Okręgowy inspektor pracy w Szczecinie nakazał spółce utworzenie komórki służby BHP w sposób określony w art. 237[11] § 1 kodeksu pracy. Przepis ten zobowiązuje pracodawcę zatrudniającego więcej niż 100 osób do utworzenia własnej służby BHP.
Firma zapewniła, że troskę o BHP powierzyła na podstawie umowy-zlecenia specjaliście zewnętrznemu, prowadzącemu własną działalność gospodarczą. Jego kwalifikacje potwierdził inspektor pracy podczas przeprowadzanej kontroli. W związku z nakazem spółka złożyła jednak do urzędu pracy ofertę pracy na stanowisko behapowca. Po miesiącu urząd pracy poinformował spółkę, że nie może zrealizować oferty.

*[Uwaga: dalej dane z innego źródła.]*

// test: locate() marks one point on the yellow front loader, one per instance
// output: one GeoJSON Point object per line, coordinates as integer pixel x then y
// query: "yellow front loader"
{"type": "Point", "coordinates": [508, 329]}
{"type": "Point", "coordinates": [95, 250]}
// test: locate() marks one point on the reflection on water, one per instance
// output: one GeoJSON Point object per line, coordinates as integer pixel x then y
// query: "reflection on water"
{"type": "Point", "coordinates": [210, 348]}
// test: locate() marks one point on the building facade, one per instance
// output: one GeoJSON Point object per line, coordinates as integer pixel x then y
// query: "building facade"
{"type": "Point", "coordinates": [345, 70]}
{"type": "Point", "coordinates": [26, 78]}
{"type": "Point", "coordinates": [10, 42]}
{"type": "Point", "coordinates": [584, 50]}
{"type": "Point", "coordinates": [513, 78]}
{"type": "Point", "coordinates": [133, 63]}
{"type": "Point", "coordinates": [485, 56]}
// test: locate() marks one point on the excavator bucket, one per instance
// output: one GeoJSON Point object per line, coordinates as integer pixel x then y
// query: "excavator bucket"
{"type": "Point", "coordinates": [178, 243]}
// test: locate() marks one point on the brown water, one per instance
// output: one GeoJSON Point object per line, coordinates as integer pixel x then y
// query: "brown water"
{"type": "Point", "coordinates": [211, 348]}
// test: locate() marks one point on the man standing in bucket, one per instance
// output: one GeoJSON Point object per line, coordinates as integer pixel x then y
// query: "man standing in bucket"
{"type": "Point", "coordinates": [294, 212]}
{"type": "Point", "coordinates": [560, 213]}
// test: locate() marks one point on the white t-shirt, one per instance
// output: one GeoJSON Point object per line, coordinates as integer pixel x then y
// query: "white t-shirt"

W rejestrze osób bezrobotnych nie figurują bowiem osoby z kwalifikacjami określonymi w ofercie.
Spółka wyjaśniła, że już poprzednio próbowała znaleźć specjalistę, który wykonywałby zadania służby BHP na podstawie umowy o pracę. Niestety, okazało się, że specjaliści z wymaganymi kwalifikacjami nie są zainteresowani pracą na pełny etat.
– Prowadząc działalność gospodarczą, mogą obsługiwać kilka zakładów pracy jednocześnie i więcej zarabiać – twierdziła firma. – Stanowisko inspektora pracy dotyczące zatrudnienia etatowego specjalisty do komórki służby BHP całkowicie odbiega od realiów lokalnego rynku pracy – argumentowała w skardze do Wojewódzkiego Sądu Administracyjnego w Szczecinie.
Okręgowy inspektor pracy przypomniał, że zgodnie z przepisami kodeksu pracy i unijną dyrektywą nr 89/391/EWG spółka zatrudniająca – jak tutaj 126 osób – jest zobowiązana utworzyć własną służbę BHP. Zastępując własną służbę zewnętrzną, nie może kierować się innymi przesłankami niż wymienione w kodeksie pracy. Nie może to też być spowodowane dążeniem do zmniejszenia kosztów służby bhp.